1970s SF film
Jun. 20th, 2010 07:35 pm
End of the World, 1977, USA   DIRECTED BY JOHN HAYES
This wasn't Christopher Lee's least favourite film – that was Starship Invasions – but End of the World probably comes close: "Some of the films I've been in I regret making. I got conned into making these pictures in almost every case by people who lied to me. Some years ago, I got a call from my producers saying that they were sending me a script and that five very distinguished American actors were also going to be in the film. Actors like José Ferrer, Dean Jagger and John Carradine. So I thought, "Well, that's alright by me". But it turned out it was a complete lie. Appropriately the film was called End of the World." Having read this long before seeing the film I found myself already rather tilted against it, but the neat short section featuring Lee as a sinister priest before the opening credits roll left me thinking "Well, so far so good." That, however, turned out to be as far as my actual interest went as what comes after is almost unrelentingly dire, with a dull plot involving the discovery of messages from outer space, a strange Catholic convent in Los Angeles (complete with aliens disguised as nuns) and the eventual destruction of the planet all working itself out with tedious and highly predictable regularity.

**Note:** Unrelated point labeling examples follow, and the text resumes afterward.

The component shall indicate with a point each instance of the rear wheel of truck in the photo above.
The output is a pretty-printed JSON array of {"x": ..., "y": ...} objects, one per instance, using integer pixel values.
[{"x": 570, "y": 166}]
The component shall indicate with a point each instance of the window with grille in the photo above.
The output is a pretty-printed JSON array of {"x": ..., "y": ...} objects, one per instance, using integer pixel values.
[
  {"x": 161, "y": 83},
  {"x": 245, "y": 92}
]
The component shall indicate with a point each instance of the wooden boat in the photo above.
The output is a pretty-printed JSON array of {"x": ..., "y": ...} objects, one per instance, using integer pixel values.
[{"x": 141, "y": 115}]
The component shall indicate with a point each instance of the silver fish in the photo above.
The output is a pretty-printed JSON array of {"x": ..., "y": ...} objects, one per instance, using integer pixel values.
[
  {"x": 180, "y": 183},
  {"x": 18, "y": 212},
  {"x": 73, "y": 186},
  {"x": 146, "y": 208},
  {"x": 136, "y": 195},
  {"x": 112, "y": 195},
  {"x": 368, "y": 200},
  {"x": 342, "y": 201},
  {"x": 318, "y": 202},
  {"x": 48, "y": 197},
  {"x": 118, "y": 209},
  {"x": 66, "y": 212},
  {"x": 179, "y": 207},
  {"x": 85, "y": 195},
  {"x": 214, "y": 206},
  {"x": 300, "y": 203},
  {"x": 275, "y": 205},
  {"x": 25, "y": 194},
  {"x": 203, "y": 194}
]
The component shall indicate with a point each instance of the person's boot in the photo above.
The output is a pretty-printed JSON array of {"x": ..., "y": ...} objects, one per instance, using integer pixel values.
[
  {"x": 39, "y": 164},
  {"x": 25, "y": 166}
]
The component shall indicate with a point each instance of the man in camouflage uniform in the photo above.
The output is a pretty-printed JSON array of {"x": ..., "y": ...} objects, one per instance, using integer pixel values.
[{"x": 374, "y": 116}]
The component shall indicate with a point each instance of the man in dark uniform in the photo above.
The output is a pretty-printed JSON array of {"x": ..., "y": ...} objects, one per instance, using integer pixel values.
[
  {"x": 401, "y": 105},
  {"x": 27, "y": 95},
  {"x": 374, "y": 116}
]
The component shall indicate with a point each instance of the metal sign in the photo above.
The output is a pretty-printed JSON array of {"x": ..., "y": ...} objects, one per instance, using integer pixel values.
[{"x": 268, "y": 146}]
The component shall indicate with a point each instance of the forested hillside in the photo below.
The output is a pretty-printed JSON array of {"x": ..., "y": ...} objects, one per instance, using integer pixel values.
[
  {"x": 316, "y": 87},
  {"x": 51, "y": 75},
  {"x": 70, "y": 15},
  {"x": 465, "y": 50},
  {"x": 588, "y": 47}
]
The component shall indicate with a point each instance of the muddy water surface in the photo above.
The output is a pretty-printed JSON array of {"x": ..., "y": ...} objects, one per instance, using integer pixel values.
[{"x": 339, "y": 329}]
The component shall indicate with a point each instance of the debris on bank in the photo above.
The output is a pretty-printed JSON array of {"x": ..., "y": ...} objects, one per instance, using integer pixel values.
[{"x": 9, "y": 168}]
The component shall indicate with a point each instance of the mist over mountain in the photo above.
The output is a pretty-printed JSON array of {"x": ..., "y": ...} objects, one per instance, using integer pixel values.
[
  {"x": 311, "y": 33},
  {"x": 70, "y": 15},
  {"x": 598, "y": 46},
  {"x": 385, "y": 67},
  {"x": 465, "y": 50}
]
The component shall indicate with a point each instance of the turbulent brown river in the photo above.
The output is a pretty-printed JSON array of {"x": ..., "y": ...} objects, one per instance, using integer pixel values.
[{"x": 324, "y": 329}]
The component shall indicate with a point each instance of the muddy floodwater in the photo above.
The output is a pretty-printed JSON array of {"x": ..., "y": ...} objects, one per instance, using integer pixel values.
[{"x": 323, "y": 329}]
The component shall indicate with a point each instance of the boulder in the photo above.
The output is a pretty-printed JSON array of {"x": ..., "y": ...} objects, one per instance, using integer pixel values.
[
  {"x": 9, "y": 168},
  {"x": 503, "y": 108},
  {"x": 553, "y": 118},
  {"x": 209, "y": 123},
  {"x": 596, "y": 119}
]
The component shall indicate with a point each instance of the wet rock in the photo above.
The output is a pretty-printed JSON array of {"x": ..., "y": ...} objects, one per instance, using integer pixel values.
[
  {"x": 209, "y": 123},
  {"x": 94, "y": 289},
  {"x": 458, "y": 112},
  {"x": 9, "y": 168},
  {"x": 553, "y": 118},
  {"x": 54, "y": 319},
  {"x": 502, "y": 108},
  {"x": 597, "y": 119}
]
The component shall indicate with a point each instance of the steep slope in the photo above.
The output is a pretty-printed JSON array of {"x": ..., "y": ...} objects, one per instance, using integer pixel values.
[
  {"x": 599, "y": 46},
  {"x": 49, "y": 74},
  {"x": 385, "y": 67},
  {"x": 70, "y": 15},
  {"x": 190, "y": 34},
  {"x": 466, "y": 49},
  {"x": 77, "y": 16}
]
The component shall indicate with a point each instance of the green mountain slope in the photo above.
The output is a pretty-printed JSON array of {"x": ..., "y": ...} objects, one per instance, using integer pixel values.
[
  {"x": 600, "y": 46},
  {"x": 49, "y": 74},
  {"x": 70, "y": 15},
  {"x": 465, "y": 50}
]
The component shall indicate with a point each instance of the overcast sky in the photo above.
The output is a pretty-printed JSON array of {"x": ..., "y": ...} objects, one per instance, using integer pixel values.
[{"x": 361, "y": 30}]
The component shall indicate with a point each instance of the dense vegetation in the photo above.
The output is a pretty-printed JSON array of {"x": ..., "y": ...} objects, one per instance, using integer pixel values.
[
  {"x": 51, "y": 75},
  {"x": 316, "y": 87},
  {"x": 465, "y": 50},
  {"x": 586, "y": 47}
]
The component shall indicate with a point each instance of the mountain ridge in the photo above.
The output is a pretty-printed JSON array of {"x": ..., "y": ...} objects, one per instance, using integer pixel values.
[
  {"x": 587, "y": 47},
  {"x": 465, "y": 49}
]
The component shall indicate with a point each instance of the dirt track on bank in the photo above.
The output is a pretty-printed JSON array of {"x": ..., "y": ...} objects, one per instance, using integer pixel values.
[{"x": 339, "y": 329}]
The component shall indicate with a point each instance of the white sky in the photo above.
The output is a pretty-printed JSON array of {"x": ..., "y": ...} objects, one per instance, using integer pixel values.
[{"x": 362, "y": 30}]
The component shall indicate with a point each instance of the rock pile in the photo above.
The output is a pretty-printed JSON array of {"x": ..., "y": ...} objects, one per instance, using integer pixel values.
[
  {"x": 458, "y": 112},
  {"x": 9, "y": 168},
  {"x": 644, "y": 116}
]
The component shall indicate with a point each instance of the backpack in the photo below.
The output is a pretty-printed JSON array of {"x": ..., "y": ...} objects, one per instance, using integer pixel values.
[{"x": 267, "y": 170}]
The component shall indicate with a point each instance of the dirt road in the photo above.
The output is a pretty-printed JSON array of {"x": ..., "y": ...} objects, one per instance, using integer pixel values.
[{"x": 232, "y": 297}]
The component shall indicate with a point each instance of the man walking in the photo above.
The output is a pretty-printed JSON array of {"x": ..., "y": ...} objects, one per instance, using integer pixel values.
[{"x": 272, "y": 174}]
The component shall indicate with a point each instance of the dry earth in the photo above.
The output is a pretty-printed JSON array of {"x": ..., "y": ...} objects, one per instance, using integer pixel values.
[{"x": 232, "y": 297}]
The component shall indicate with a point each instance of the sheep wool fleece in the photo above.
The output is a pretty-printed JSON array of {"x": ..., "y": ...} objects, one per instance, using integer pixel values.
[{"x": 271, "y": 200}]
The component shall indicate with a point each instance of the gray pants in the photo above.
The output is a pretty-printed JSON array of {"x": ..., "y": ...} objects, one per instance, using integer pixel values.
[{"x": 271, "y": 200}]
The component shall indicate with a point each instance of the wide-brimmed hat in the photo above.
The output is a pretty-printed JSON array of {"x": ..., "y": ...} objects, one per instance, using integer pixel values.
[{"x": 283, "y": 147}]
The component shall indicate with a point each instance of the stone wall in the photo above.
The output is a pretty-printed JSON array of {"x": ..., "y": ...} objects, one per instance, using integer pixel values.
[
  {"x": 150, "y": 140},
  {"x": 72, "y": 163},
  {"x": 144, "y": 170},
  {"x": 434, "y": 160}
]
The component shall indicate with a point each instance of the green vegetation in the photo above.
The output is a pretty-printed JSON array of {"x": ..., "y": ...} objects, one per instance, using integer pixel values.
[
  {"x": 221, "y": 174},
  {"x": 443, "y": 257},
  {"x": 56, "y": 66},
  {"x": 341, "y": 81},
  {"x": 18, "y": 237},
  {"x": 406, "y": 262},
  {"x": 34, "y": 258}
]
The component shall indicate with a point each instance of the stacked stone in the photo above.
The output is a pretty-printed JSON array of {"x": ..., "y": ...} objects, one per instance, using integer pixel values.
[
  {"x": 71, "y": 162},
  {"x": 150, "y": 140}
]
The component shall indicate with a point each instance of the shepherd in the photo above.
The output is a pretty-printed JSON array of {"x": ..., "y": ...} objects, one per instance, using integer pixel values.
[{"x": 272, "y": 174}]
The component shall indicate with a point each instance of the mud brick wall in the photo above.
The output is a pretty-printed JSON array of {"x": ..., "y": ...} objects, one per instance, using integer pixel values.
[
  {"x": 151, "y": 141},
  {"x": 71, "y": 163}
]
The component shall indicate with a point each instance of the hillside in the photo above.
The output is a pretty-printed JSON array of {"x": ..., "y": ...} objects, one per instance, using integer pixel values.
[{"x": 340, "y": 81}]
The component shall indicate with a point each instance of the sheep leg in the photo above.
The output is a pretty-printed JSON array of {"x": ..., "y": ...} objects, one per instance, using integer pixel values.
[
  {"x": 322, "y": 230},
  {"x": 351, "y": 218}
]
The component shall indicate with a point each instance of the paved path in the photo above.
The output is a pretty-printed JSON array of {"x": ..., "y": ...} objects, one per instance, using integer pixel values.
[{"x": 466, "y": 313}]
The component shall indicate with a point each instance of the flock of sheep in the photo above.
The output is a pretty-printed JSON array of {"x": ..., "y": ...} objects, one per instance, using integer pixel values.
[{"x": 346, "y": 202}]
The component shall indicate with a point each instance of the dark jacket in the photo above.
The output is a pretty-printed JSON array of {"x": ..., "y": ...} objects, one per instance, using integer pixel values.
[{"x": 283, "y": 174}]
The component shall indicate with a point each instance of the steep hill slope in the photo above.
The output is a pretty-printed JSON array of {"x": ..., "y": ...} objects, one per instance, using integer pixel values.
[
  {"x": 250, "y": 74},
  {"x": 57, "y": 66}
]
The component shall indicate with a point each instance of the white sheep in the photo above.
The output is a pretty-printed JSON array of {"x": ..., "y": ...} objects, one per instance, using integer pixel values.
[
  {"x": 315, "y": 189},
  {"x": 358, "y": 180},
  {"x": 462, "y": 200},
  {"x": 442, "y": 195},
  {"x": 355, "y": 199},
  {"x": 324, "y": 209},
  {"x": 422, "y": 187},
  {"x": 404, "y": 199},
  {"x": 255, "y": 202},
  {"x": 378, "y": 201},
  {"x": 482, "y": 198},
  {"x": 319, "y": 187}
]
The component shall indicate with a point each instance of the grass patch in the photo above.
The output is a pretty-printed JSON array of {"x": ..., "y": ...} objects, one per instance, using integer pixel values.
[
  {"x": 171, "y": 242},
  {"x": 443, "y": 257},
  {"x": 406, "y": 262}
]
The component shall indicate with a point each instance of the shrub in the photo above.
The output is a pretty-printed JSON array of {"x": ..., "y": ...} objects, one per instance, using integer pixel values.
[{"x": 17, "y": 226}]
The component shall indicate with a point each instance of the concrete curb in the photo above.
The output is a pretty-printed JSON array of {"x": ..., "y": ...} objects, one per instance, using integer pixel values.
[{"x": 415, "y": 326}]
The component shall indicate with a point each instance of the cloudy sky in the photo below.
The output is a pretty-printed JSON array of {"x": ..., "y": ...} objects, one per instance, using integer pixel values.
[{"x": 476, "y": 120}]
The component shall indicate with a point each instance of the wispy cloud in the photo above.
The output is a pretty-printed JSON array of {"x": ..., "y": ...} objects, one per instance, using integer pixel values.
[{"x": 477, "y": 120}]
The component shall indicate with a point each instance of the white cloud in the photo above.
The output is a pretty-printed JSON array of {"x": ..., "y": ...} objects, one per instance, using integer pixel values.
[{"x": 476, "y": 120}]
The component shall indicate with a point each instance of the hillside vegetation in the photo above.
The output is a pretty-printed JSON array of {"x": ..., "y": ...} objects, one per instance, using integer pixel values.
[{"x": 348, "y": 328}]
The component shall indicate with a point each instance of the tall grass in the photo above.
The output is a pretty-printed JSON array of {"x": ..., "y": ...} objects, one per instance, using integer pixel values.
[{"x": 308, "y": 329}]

Some plot elements also reminded me of Roger Corman's Not of This Earth, and it shares with that movie a classically dreadful kind of skiffy dialogue: "The planet Earth has emitted an over-abundance of diseases, they are contaminating the universe. All the planets light years away from here will suffer unless it is destroyed!" The film tries so hard to exude class but fails at every scene as too little of any interest actually happens (and the first three minutes, post-title sequence, have the protagonist in his office surrounded by nothing more than computers that emit Star Trek sound effects). Too many scenes are so dark it's often hard to see what's going on, the ending leaves you completely deflated and Lee himself, bless him, is convincingly able to communicate to the viewer that he's utterly bored with it all. A contractual obligation movie for Lee, clearly, and he probably dearly wished he'd got the Star Wars gig that year instead of his mate Alec Guinness. Utterly pointless, one to avoid.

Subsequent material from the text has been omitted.